Da redação de LexLegal
A Agência Nacional de Aviação Civil (Anac) publicou nesta quarta-feira (25), no Diário Oficial da União, uma portaria que impede a Aerolíneas Argentinas de ampliar suas operações no Brasil até que corrija falhas identificadas em fiscalizações. A medida proíbe a companhia aérea argentina de abrir novas bases operacionais no país e de aumentar a frequência de voos em cinco aeroportos onde já atua: Brasília (DF), Galeão (RJ), Salvador (BA), Curitiba (PR) e Florianópolis (SC).
Leia também: Embraer firma parceria para expandir aviação comercial entre Brasil e Indonésia
A decisão da Anac é de caráter provisório, mas impõe uma restrição direta à expansão da Aerolíneas no mercado brasileiro, um dos principais destinos da companhia fora da Argentina. Em nota, a agência afirmou que a medida foi motivada por “não conformidades apontadas em fiscalizações feitas pela Agência, que não foram corrigidas pela operadora aérea”.
Apesar da restrição, a empresa poderá manter as operações já autorizadas, incluindo as rotas e frequências atualmente em vigor nos cinco aeroportos mencionados.
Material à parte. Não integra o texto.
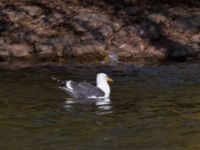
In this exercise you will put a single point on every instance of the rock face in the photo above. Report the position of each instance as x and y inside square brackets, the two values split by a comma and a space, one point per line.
[92, 30]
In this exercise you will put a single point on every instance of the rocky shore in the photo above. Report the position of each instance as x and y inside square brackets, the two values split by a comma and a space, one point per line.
[91, 30]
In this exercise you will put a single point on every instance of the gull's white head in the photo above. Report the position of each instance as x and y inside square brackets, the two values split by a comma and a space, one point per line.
[102, 83]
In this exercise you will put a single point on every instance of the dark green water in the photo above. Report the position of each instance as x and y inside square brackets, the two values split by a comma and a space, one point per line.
[151, 108]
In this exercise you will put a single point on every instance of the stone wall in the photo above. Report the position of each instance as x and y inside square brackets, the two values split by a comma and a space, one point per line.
[93, 30]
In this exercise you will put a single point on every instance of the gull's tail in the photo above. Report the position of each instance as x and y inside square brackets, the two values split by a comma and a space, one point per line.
[61, 83]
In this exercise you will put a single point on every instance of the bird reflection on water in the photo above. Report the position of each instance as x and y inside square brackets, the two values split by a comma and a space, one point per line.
[103, 106]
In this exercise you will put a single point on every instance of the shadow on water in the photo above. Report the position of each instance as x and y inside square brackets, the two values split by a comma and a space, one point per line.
[150, 108]
[102, 106]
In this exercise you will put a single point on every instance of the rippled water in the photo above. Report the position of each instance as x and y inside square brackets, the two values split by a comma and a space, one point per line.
[151, 108]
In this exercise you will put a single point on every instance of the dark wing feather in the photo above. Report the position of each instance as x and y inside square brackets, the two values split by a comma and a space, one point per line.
[85, 89]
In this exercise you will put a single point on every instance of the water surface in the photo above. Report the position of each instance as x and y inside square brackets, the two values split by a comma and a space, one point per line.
[154, 108]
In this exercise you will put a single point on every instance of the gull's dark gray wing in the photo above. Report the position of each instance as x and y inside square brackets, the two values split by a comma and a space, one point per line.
[85, 89]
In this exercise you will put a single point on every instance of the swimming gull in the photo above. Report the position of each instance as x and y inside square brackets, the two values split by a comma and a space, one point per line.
[86, 90]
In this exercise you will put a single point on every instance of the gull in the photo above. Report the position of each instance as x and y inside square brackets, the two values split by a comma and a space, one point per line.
[86, 90]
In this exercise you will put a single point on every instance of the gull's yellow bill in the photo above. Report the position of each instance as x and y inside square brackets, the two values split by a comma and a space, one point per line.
[109, 80]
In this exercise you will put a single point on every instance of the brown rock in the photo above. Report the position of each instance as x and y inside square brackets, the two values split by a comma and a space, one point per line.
[20, 50]
[45, 51]
[31, 10]
[88, 48]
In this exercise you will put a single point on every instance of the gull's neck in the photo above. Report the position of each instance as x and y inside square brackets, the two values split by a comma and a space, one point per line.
[104, 86]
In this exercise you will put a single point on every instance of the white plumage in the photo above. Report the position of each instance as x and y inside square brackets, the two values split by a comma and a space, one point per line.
[86, 90]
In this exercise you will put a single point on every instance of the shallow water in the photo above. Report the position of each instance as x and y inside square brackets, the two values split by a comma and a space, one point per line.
[154, 108]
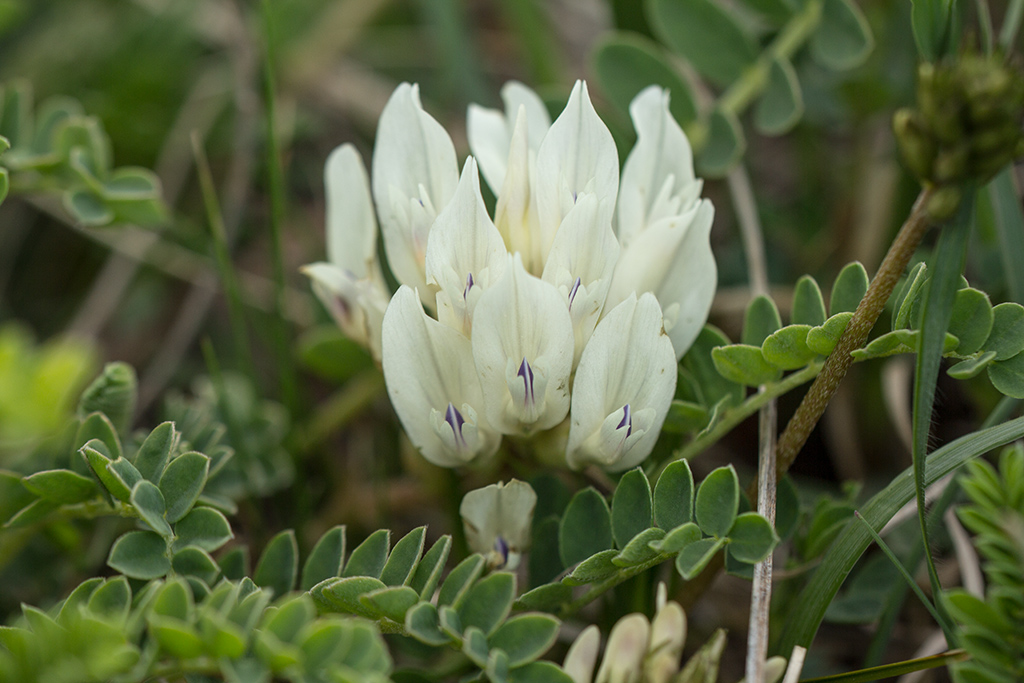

A Aerolíneas Argentinas ainda não se manifestou publicamente sobre a decisão.
A portaria da Anac também deixa claro que as limitações permanecerão válidas “até que a situação levantada pela fiscalização da Anac seja regularizada pela empresa”. Isso significa que, para retomar seus planos de expansão no país, a companhia deverá cumprir integralmente as exigências técnicas e regulatórias apontadas pelos fiscais da agência.
A medida ocorre em um momento de aumento da demanda por voos entre o Brasil e a Argentina, especialmente com a valorização do real frente ao peso argentino e a crescente procura por destinos turísticos no país vizinho. A Aerolíneas, como operadora de voos regulares entre Buenos Aires e diversas capitais brasileiras, tem grande presença nessas rotas.
A atuação da Anac também reforça a responsabilidade regulatória da agência sobre empresas estrangeiras em operação no país. Mesmo com acordos bilaterais que permitem o compartilhamento de voos e ampliação de rotas, todas as companhias precisam atender aos padrões nacionais de segurança, operação e prestação de serviços.
Veja também: Demarest assessora emissão de R$ 570 mi da BOAB para modernizar aeroportos em quatro estados
Para analistas do setor, a decisão sinaliza um endurecimento da agência com relação ao cumprimento de exigências operacionais, independentemente da origem da companhia aérea. Caso a Aerolíneas Argentinas resolva os problemas apontados, poderá retomar o processo de solicitação para novos voos e ampliação de operações. Até lá, a medida da Anac segue em vigor.